William Henry Miller
Member of the United Kingdom Parliament
for Newcastle-under-Lyme
In office
1830–1841
Personal details
Born 1789
Craigentinny, Midlothian, Scotland
Died 1848 (aged 58–59)
Craigentinny, Midlothian, Scotland
Nationality Scottish
Residence Britwell Court
Craigentinny House

William Henry Miller (1789 – 31 October 1848) was a Scottish book collector and parliamentarian. He sat in the House of Commons from 1830 to 1837.
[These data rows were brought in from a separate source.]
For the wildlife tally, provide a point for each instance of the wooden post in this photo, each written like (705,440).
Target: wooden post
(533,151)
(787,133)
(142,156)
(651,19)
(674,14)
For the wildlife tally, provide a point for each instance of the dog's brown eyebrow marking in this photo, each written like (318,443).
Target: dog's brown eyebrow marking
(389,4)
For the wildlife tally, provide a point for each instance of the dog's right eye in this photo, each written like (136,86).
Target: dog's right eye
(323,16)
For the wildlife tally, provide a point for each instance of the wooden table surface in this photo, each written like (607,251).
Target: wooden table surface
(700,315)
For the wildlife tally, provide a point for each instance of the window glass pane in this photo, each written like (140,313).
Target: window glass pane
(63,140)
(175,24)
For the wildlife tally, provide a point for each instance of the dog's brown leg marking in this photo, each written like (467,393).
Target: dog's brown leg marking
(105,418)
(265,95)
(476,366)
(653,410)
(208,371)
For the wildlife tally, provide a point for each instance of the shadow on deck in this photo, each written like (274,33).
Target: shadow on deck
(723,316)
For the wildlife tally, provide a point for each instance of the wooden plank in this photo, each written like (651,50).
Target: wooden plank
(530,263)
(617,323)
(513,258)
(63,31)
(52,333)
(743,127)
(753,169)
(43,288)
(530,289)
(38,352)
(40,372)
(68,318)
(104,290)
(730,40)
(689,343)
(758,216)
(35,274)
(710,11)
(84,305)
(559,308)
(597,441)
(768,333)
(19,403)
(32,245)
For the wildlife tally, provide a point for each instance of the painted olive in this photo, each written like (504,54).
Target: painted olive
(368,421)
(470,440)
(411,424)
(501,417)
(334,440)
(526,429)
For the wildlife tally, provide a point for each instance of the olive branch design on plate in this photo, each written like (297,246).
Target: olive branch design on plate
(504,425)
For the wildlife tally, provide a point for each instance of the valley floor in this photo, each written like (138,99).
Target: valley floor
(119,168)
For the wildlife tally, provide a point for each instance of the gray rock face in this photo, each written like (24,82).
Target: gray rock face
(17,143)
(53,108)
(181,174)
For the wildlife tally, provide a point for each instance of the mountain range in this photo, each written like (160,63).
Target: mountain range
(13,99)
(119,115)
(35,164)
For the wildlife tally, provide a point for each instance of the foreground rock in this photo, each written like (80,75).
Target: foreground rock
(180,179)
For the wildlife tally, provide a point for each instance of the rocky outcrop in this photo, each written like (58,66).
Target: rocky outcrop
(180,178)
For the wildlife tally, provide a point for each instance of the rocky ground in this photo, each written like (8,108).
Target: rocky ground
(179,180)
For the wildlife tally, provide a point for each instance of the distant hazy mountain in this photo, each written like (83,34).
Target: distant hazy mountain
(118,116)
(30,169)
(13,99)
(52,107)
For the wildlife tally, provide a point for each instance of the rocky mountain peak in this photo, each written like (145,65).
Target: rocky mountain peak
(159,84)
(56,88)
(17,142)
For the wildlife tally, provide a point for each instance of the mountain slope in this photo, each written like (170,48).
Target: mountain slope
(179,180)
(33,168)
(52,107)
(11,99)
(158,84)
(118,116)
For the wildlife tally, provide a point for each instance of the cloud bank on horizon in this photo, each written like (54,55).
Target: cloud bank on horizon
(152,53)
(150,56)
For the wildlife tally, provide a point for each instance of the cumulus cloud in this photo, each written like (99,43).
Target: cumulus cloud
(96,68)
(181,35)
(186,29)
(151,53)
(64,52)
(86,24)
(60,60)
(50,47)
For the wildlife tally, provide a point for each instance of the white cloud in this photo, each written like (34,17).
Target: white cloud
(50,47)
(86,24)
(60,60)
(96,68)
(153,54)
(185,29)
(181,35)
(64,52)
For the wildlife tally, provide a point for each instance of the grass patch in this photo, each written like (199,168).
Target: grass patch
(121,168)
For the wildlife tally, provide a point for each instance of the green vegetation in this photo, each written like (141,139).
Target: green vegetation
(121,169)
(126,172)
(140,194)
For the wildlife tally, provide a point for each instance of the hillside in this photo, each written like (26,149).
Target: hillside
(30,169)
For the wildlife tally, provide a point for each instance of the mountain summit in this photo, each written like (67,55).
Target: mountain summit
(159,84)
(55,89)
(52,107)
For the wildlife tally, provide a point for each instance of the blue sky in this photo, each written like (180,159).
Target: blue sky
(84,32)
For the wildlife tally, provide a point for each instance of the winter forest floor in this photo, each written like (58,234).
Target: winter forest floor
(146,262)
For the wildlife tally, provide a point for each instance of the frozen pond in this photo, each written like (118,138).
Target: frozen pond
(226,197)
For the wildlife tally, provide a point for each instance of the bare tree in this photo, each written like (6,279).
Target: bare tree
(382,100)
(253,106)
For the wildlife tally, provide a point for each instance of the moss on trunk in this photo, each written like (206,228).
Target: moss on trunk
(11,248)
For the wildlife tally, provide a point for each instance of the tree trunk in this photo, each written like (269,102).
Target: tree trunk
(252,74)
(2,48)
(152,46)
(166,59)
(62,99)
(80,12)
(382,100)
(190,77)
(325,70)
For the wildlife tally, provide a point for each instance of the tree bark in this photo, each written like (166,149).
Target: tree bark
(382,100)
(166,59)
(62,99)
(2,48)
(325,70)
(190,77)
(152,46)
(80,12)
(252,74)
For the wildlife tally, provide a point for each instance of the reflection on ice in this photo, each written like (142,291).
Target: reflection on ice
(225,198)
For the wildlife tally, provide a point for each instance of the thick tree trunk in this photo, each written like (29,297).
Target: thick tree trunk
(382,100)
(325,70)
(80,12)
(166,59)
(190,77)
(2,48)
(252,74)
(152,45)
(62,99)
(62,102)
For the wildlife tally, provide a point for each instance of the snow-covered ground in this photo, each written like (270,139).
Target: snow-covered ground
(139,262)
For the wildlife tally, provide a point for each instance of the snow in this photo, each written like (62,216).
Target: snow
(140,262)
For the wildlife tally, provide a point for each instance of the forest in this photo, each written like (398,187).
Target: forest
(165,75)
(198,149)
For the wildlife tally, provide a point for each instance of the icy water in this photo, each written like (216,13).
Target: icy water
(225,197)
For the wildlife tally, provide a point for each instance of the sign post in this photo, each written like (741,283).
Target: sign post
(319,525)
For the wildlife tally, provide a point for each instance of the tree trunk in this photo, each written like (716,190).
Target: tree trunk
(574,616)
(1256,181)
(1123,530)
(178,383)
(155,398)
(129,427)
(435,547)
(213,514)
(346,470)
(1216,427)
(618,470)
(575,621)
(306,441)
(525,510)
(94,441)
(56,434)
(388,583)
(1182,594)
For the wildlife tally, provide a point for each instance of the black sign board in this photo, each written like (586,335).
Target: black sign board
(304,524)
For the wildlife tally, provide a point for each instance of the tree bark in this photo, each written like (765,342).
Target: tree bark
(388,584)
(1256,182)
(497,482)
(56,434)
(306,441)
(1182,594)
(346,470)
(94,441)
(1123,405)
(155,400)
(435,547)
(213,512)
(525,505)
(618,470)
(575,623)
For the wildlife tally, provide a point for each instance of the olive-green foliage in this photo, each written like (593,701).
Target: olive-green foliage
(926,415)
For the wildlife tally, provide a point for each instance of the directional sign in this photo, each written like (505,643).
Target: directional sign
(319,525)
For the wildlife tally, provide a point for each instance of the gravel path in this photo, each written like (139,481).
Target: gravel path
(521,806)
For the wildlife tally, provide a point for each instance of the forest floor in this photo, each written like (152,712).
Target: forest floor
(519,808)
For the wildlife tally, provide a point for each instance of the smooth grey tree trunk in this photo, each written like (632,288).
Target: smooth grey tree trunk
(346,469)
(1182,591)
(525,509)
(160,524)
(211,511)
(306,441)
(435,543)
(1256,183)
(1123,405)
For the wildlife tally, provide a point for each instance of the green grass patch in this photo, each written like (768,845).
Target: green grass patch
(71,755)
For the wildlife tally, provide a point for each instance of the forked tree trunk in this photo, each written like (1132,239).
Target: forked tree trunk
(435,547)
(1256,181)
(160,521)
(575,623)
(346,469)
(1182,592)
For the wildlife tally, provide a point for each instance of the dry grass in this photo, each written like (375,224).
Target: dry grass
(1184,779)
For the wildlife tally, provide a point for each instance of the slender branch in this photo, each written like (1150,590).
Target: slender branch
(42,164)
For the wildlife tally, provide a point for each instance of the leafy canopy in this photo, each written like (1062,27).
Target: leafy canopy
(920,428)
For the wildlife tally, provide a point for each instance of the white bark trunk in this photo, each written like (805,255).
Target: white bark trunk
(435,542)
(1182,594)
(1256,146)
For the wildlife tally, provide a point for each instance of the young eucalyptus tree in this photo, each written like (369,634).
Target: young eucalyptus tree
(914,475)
Miller the only child of William Miller of Craigentinny, Midlothian, was born in 1789. He received a liberal education, and throughout life retained a taste for classical literature. At the 1830 general election he entered Parliament as a Whig defeating Evelyn Denison (who was later Speaker) to become one of the two Members for the borough of Newcastle-under-Lyme. He was re-elected in 1831 as a Tory, and in 1832, 1835 and 1837, each time after a contest, and on two occasions at the head of the poll. In 1841, however, he was defeated, and he was again unsuccessful as a candidate for Berwick at the general election of 1847.

He died, unmarried, at Craigentinny House, near Edinburgh, on 31 October 1848, in his sixtieth year, and was by his own desire buried on his estate in a mausoleum erected after his decease, and decorated with sculptured friezes by Alfred Gatley, subsequently referred to as the Craigentinny Marbles.

A portrait of William Henry Miller, by Sir Thomas Lawrence, was engraved.

As a book collector, Miller was regarded as the successor of Richard Heber, and many of the rarest works from his collections of the latter passed into the library which he formed at Britwell Court, near Burnham, Buckinghamshire. He was particular in his choice of copies, and from his habit of carrying about with him a foot rule to measure the size of a 'tall' copy of a book which he wished to buy, he became known at sales and among collectors as 'Measure Miller.’